If you’re interested in having your baby share a bedroom with your older children, here are ideas to help it work:

  • Try to organise the room so each child has their own space and sleep environment.
  • Stagger your children’s bedtimes. Depending on your children’s bedtime routines, you might settle your baby before or after your other children have gone to bed.
  • Try to have one-on-one time with your baby and their siblings at bedtime.
  • When it’s time to settle your baby, set up other children with activities that will keep them busy, like a favourite book, game or TV program. Ask them to stay out of the bedroom for a while, or to be quiet if they have to come in. Praise them when they do – for example, ‘Darah, thanks for staying out of the room while I settled the baby’.
  • Let older children know that the baby might wake up during the night. But tell them that they don’t need to worry because you’ll take care of the baby. Older children usually sleep through when babies cry at night. But let older children know that they can call you if the baby does wake them.
  • If your baby’s crying is often waking your older children, consider whether the older children could sleep in a room further away from the baby or whether you could move the baby to another room.

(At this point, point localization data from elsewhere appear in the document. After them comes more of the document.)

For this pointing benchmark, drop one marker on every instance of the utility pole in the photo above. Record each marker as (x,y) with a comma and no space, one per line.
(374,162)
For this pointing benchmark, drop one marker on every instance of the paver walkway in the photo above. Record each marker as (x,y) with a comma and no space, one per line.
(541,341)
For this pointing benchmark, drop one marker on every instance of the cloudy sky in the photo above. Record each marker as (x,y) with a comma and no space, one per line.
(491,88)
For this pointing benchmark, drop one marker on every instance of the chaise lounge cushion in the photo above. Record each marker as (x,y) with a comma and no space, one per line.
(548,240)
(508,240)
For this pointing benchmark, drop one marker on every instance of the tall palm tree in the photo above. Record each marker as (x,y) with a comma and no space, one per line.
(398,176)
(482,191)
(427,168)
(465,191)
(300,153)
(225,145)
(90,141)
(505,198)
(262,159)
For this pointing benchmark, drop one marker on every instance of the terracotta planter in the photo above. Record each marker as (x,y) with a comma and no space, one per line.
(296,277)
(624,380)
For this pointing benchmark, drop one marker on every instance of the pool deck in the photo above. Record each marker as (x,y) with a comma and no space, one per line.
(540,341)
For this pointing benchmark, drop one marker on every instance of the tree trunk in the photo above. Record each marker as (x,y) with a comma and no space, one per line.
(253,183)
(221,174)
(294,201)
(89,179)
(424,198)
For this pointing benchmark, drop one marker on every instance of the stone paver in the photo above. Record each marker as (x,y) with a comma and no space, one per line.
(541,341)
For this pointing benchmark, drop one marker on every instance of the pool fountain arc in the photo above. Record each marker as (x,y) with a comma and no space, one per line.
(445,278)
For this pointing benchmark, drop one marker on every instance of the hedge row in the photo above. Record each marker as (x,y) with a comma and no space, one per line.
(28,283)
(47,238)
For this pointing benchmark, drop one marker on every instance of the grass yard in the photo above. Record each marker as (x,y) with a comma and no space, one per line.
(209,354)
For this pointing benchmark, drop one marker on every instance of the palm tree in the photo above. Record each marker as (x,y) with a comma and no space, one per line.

Where your baby goes to bed is up to you. The safest option is for your baby to sleep in a cot next to your bed for the first year of life, or at least for the first 6 months. And it’s safer to put your baby to sleep in their own bed than in the same bed as a sibling.

Making your children’s bedroom safe

Your baby and their siblings will probably have different safety needs. Here are ideas to make the room safe for all children:

  • Keep small toys and other choking risks out of reach of babies and younger children.
  • Make sure your baby’s siblings don’t put soft toys in your baby’s cot, because these increase the risk of sudden unexpected death in infancy (SUDI).
  • Check that furniture is sturdy – your baby’s sibling shouldn’t be able to pull it down or knock it over. Anchoring furniture like bookshelves and wardrobes to the wall or floor reduces this risk.
  • If you have safety concerns about your older children sharing a room with your baby, try to sleep the children in separate rooms until your baby is older.

You can read more about making your home safe for your children and creating a safe sleep environment for your baby.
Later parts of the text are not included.